I’m tired of my kids having all this extra energry they can’t burn off which translates into why my kids aren’t sleeping at nap times!  Isabelle is currently upstairs exploring every inch of her old bedroom, most likely destroying it because I’ve locked her out of every other room upstairs, and she’s not tired.  I don’t have the square footage in my home so the kids can run aound in circles and tire themselves out.  Sure, I’d go outside but even dressed up warmly, the wind is too much and so are the frigid temps of damp Ontario winters.  I hate them!  I would rather have to 30 minutes to dress them to go outside in Tuktoyaktuk than here! 

I think part of the problem is that in the Arctic, winter is pretty.  No slush, no dirty snow, well except for where skidoos have been, but even then it’s not that bad.  But all around you is this thick crisp beautiful pure white snow.  Down here it’s crap.  If a dog hasn’t peed on it, it’s dirty because it warmed up enough to turn to dirty mush and then re froze, then the plows and sanding trucks come along and shove all the dirty snow up onto the nice while snow or what was left of it.  Ugh.  Stupid winters.

I’d like to add in that I would just like to skip over the melting part, and then all the rain that’s going to happen and just get right to the nice dry, warm but not too warm summer.
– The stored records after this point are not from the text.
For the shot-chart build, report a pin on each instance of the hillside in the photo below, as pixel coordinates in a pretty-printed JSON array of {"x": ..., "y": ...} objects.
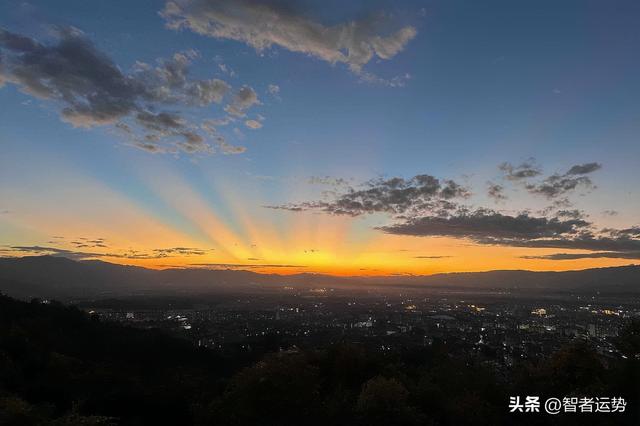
[{"x": 57, "y": 277}]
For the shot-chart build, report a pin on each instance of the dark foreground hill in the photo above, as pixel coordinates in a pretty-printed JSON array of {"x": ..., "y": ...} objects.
[
  {"x": 59, "y": 366},
  {"x": 46, "y": 276}
]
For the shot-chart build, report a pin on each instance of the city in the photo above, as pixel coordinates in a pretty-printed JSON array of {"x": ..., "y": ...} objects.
[{"x": 497, "y": 328}]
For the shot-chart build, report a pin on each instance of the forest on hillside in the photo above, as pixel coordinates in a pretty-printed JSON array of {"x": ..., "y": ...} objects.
[{"x": 61, "y": 366}]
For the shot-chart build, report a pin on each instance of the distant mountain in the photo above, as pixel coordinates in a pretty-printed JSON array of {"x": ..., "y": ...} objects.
[{"x": 57, "y": 277}]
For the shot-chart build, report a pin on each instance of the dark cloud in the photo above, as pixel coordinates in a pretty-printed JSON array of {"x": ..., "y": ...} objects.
[
  {"x": 328, "y": 181},
  {"x": 244, "y": 266},
  {"x": 52, "y": 251},
  {"x": 244, "y": 99},
  {"x": 492, "y": 228},
  {"x": 92, "y": 90},
  {"x": 555, "y": 186},
  {"x": 558, "y": 185},
  {"x": 592, "y": 255},
  {"x": 496, "y": 192},
  {"x": 394, "y": 196},
  {"x": 571, "y": 214},
  {"x": 525, "y": 170},
  {"x": 486, "y": 224},
  {"x": 158, "y": 253},
  {"x": 583, "y": 169},
  {"x": 262, "y": 25}
]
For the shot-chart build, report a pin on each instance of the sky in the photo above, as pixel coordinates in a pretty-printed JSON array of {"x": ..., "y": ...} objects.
[{"x": 347, "y": 138}]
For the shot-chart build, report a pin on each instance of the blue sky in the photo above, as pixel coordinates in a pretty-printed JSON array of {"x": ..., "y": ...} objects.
[{"x": 477, "y": 84}]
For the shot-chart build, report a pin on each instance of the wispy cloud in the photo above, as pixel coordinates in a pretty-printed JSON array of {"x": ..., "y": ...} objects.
[
  {"x": 92, "y": 90},
  {"x": 262, "y": 25}
]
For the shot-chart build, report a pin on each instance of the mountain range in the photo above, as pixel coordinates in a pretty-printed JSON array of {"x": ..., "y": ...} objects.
[{"x": 58, "y": 277}]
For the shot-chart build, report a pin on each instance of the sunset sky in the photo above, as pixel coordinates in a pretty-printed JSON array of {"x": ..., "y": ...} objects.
[{"x": 360, "y": 137}]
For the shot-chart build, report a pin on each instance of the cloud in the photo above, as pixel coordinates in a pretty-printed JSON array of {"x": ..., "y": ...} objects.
[
  {"x": 583, "y": 169},
  {"x": 253, "y": 124},
  {"x": 273, "y": 89},
  {"x": 244, "y": 99},
  {"x": 592, "y": 255},
  {"x": 394, "y": 196},
  {"x": 554, "y": 186},
  {"x": 525, "y": 170},
  {"x": 496, "y": 192},
  {"x": 558, "y": 185},
  {"x": 91, "y": 90},
  {"x": 262, "y": 25},
  {"x": 244, "y": 266},
  {"x": 486, "y": 225},
  {"x": 158, "y": 253},
  {"x": 327, "y": 180}
]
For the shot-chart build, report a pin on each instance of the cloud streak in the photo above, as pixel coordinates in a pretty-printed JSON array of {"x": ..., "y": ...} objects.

On another blah note, I’m starting to feel like the only parent in the world who can’t get her 2, almost 3 year old to go on the potty.  It’s such a fight every time, but if and when she does go, she’s really happy.  And of course we are really happy too.  We’ve been trying to have her in panties during the day, at nap and bed time she wears a pull up.  But either she forgets or just doesn’t think of it, but she’s still peeing herself or grosser yet, pooping.  What frustrates me the most, is lets say at 10am she will tell me she has to go potty, so I put her on she goes.  Fantastic.  Then half an hour later she’s waddling over to me in her soaked pants telling me she’s sorry. 

It’s not like I was hiding, she knew where I was, but she didn’t come and tell me.  Nevermind that, she can go on her own.  She knows to pull her pants and everything down etc and she can get to the potty herself, her stool is always there.  But she just peed her pants.  Poop is a whole other story, she will not poop on the potty.  She will run off and hide somewhere and poop her pants.  Or she will wait until naptime and poop then because she knows she’s in a pull up.  And again the whole “sorry mommy” line comes up.  And I do believe she is sorry, but I’m starting to wonder if I’m the only parent of a child who doesn’t seem to mind peeing/pooping their pants?

I’m doing my best to be consistent, and I make sure I get her to go every 2 hours despite her refusing and crying and carrying on.  And if she doesn’t go then, I try again either 15 to 30  minutes later.  I keep track of how much she’s drinking during the day etc.  But she just won’t do it.  And of course this is just like her eating habbits.  The night before last, Ian made shake and bake chicken thighs.  He cut up the kids pieces to the size of chicken nuggets.  The twins happily ate their meal.  Isabelle, wouldn’t touch it for her life.  After some serious parental persuassion she ate some chicken.  Then last night, being in a rush, we opted for chicken nuggets and fries.  She of course devoured the nuggets all the while happily saying “I LOVE CHICKEN!!”  Oh well apparently you didn’t love chicken yesterday!  Drives me bonkers sometimes.  I do my best to ignore, but I think with winter getting me down, potty training getting me down and Isabelle’s crappy eating habbits getting me down….I’m down. 

Mommy needs a hotel room alone with a bottle of wine and a soaker tub with bubbles.